Imagine a day long ago in Nazareth for a girl named Mary tending a fire. With cheeks glowing from the heat, she stirred the soup that she and her mother prepared that morning. It was another day of the longing that shaped her wide, searching eyes, reddened and moistened around the edges by the smoke. Rituals of drawing water, feeding animals, baking bread, eating, and dreaming punctuated the stream of escaping seconds. As her mother gossiped with a neighbor next door, Mary sat alone, and being alone and hungry colored this day like every other day she could remember.

If the day meant anything at all, it was another day closer to marrying Joseph. She liked the cut of his chin, the softness of his eyes, and the thunderous rolling of his shoulders when he sawed wood for her uncle's table. Once she saw him from afar debating and joking with friends, and he moved like a cocksure boy. Yet, when she came near, he carried himself like a silent prince. Today was one day closer to the breaking of the silence, the laughter with the boy, the loving with the man, the sharing of many hungry days.

That is all any day means, one day closer to a dream of a house, a deal, a journey, a wedding, whatever we conjure up to answer this deep hunger that animates us, makes us restless, makes us search and grope for something unknown. That is all any day means unless an angel visits. Angels bring messages that wake us from the fitful sleep we call being awake. They annoy us like a phone call at 3:00 a.m. So we attend to angels only long enough to appease them, and we go back to sleep.

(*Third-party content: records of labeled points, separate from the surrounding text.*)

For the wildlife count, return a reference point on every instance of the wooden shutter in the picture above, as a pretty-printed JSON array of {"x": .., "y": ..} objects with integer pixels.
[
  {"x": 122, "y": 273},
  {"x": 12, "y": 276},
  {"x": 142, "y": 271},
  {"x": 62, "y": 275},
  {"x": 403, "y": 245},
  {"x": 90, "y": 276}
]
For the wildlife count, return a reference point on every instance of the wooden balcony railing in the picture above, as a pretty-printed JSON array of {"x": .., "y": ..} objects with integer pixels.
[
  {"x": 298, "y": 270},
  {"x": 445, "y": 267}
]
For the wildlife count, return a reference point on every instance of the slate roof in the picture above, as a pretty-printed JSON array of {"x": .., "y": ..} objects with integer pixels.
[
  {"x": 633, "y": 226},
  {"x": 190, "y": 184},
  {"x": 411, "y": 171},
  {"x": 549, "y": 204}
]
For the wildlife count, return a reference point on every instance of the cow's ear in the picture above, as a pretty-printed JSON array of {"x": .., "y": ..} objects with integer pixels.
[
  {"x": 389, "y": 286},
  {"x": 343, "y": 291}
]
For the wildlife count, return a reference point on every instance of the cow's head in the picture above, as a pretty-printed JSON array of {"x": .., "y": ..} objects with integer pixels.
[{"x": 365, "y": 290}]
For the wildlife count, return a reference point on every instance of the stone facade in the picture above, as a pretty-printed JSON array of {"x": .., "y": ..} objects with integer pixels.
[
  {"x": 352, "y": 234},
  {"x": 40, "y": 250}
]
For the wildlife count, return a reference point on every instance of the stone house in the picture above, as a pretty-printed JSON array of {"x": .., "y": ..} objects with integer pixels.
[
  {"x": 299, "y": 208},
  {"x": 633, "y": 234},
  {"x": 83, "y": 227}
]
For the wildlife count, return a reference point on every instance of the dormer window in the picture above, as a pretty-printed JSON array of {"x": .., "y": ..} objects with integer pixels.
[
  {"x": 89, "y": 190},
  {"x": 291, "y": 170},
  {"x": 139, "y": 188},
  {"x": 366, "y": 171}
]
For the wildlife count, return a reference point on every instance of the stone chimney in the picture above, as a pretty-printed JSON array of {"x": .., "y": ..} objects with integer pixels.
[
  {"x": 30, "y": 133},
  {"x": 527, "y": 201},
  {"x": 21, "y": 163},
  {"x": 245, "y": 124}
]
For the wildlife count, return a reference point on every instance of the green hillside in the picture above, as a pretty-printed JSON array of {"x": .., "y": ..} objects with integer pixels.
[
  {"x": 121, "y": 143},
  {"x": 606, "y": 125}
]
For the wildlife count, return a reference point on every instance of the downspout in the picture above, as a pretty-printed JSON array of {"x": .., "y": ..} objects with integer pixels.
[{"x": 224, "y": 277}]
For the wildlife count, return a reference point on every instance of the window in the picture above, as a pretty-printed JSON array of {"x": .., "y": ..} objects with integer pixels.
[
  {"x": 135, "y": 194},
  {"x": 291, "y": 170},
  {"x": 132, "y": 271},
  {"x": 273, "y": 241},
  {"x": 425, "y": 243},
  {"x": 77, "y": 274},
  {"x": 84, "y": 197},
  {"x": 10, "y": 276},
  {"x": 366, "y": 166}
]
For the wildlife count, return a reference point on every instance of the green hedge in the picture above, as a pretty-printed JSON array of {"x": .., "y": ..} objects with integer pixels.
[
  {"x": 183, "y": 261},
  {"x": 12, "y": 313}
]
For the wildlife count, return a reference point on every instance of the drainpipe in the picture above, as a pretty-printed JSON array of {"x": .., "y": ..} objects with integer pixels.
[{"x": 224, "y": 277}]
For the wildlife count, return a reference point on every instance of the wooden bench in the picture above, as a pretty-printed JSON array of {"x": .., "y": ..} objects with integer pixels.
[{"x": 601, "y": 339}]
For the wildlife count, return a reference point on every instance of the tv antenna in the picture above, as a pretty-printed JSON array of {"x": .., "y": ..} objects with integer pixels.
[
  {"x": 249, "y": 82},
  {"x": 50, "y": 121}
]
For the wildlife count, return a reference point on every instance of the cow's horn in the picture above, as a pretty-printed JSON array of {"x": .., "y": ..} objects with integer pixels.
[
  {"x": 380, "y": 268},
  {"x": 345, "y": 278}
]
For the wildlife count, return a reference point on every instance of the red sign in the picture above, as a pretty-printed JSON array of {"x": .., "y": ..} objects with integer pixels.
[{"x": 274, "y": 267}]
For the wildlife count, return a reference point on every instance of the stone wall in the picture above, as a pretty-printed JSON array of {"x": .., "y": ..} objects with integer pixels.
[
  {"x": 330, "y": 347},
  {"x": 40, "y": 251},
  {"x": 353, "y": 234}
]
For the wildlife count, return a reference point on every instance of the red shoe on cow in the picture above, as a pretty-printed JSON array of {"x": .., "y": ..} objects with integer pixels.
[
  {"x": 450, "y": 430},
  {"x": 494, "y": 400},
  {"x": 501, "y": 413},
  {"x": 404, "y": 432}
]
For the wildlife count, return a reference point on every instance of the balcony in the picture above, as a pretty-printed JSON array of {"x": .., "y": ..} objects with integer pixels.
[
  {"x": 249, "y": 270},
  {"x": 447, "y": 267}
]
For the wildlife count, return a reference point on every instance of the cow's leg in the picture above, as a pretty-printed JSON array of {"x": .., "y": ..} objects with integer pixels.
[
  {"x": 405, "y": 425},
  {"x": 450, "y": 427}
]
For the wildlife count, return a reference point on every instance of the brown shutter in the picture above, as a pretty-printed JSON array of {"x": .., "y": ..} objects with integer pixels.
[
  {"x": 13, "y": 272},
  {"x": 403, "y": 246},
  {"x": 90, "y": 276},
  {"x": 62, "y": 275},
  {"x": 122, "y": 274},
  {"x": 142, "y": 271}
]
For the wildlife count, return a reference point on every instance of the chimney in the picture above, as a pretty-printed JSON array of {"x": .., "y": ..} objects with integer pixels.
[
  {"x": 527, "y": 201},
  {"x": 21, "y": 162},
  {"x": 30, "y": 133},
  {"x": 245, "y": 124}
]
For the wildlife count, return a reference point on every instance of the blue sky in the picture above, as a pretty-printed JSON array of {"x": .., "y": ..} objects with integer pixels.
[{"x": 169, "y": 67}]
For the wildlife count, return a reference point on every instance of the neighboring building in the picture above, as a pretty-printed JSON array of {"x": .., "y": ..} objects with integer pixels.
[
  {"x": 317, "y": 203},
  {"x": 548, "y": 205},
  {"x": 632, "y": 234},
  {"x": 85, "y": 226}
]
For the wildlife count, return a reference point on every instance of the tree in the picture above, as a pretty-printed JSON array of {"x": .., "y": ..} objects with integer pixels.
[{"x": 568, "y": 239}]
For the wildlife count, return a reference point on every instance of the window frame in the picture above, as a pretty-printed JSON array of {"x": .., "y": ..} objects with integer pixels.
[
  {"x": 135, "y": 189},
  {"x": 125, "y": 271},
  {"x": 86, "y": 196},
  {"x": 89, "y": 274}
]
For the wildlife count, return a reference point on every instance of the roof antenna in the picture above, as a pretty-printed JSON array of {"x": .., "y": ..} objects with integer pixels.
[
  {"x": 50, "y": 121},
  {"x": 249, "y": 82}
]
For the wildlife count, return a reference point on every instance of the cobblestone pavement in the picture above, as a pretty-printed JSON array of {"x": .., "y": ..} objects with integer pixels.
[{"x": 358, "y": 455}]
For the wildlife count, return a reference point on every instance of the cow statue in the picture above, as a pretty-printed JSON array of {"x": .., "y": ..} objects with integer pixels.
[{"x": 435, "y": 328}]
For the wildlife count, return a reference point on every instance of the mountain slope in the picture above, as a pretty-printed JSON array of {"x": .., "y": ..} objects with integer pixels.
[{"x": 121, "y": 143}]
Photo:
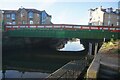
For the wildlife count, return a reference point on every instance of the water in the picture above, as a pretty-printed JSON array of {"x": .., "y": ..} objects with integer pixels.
[
  {"x": 39, "y": 63},
  {"x": 73, "y": 46}
]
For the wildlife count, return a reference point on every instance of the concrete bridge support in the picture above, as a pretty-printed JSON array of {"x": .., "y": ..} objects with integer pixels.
[{"x": 93, "y": 48}]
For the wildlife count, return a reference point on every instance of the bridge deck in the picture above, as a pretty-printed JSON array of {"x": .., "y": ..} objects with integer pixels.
[{"x": 63, "y": 31}]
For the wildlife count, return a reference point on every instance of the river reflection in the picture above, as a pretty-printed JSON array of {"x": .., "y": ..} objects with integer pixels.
[
  {"x": 37, "y": 63},
  {"x": 73, "y": 46}
]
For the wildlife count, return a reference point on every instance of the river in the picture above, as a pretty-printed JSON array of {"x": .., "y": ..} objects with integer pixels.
[{"x": 40, "y": 62}]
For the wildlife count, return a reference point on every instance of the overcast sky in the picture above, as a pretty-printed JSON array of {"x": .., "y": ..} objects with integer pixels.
[{"x": 62, "y": 11}]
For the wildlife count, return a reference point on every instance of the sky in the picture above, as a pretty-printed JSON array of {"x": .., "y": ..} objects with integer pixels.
[{"x": 62, "y": 11}]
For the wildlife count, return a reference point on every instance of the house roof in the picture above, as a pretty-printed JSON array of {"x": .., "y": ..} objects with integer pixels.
[{"x": 10, "y": 11}]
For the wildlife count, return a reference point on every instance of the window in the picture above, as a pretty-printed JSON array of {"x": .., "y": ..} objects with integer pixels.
[
  {"x": 99, "y": 23},
  {"x": 109, "y": 16},
  {"x": 30, "y": 14},
  {"x": 14, "y": 22},
  {"x": 8, "y": 15},
  {"x": 31, "y": 22},
  {"x": 13, "y": 16},
  {"x": 8, "y": 22}
]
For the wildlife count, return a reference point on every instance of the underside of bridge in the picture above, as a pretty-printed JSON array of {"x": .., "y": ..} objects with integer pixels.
[{"x": 64, "y": 33}]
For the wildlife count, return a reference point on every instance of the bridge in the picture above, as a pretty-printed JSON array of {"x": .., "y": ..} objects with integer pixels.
[{"x": 63, "y": 31}]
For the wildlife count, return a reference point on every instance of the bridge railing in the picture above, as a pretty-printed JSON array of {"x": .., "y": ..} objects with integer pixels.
[{"x": 63, "y": 26}]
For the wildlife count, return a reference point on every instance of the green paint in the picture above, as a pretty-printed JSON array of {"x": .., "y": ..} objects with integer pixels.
[{"x": 61, "y": 33}]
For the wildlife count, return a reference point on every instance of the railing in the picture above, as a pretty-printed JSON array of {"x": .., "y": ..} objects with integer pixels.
[
  {"x": 63, "y": 26},
  {"x": 71, "y": 70}
]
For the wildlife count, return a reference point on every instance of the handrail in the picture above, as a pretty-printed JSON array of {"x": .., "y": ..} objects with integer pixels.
[{"x": 63, "y": 26}]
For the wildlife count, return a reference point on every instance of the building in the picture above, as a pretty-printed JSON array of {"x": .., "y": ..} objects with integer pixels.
[
  {"x": 26, "y": 16},
  {"x": 104, "y": 17},
  {"x": 119, "y": 5},
  {"x": 1, "y": 18}
]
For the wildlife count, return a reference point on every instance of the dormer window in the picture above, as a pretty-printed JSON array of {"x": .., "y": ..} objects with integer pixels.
[
  {"x": 30, "y": 14},
  {"x": 13, "y": 16}
]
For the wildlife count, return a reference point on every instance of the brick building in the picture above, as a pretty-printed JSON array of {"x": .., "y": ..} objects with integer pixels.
[
  {"x": 26, "y": 16},
  {"x": 105, "y": 17},
  {"x": 1, "y": 18}
]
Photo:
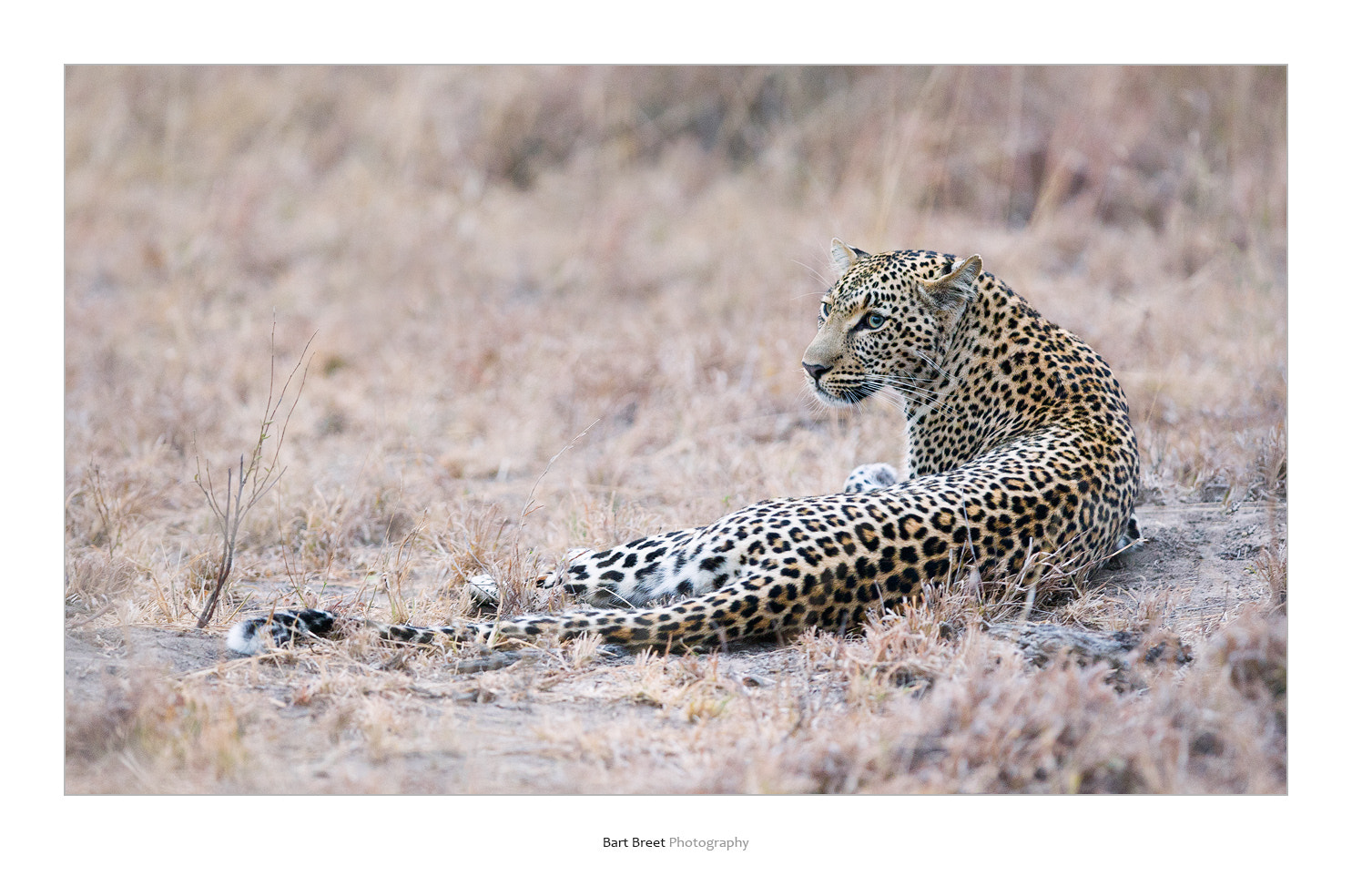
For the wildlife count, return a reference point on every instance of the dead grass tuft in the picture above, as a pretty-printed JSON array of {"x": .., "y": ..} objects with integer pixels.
[{"x": 563, "y": 309}]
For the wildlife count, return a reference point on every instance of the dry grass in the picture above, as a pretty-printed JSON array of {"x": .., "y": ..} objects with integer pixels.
[{"x": 496, "y": 261}]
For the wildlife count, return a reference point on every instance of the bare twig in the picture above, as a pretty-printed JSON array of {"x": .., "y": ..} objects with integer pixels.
[{"x": 259, "y": 477}]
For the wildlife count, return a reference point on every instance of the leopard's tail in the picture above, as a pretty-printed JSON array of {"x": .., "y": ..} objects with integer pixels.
[{"x": 287, "y": 627}]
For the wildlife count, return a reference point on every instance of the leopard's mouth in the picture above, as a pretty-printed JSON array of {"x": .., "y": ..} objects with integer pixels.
[{"x": 847, "y": 396}]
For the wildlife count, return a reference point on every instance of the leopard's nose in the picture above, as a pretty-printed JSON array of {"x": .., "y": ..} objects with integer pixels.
[{"x": 816, "y": 371}]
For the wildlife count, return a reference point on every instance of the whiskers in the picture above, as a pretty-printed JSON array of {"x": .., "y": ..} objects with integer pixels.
[{"x": 910, "y": 395}]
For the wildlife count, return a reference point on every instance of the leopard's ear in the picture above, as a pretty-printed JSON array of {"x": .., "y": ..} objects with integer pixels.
[
  {"x": 956, "y": 287},
  {"x": 845, "y": 257}
]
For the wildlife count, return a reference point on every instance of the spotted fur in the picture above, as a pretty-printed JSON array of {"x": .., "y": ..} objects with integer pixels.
[{"x": 1020, "y": 450}]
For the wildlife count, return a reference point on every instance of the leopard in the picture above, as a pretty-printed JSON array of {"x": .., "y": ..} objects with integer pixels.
[{"x": 1018, "y": 457}]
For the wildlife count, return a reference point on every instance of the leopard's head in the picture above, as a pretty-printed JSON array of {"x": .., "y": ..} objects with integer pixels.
[{"x": 886, "y": 321}]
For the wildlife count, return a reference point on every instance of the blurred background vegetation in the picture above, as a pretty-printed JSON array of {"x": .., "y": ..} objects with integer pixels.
[{"x": 498, "y": 259}]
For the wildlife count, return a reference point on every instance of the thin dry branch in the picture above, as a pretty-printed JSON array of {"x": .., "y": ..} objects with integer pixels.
[{"x": 259, "y": 479}]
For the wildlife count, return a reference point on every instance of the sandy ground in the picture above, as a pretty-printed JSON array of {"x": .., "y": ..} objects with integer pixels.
[{"x": 517, "y": 728}]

The days run together with the same lonely longing and the rituals with which we shape them. Yet, sometimes angels awaken us with such a start that today and every day thereafter will never mean the same thing. The angel brings a message, and that message usually includes a call to do something. Go and heal. Welcome a stranger. Prepare the way. Build an ark. Buy a field. Quit your job. Love your enemy. Bear God's Son.

An unsuspecting girl with flour on her ear walked into the kitchen and found an angel leaning on the pantry. "Greetings favored one! The Lord is with you... Do not be afraid, Mary, for you have found favor with God" (vv. 28, 30). None of us will ever find favor with God exactly as Mary did. None of us will ever hear the call to give birth to Jesus, breast feed him, change his diapers, teach him right from wrong, and pray with him at bed time the same way.

Yet in another sense, all of us will hear that commission, and if we ponder it in our hearts, our days will never be the same. The anticipated wedding day, career break, or comfortable retirement may still whet our appetites, but they only foreshadow the kingdom in which we long to dwell, the Face into which we long to gaze. Our imaginations fall far short of defining that for which we long. We need angels to interrupt our sleep and show us.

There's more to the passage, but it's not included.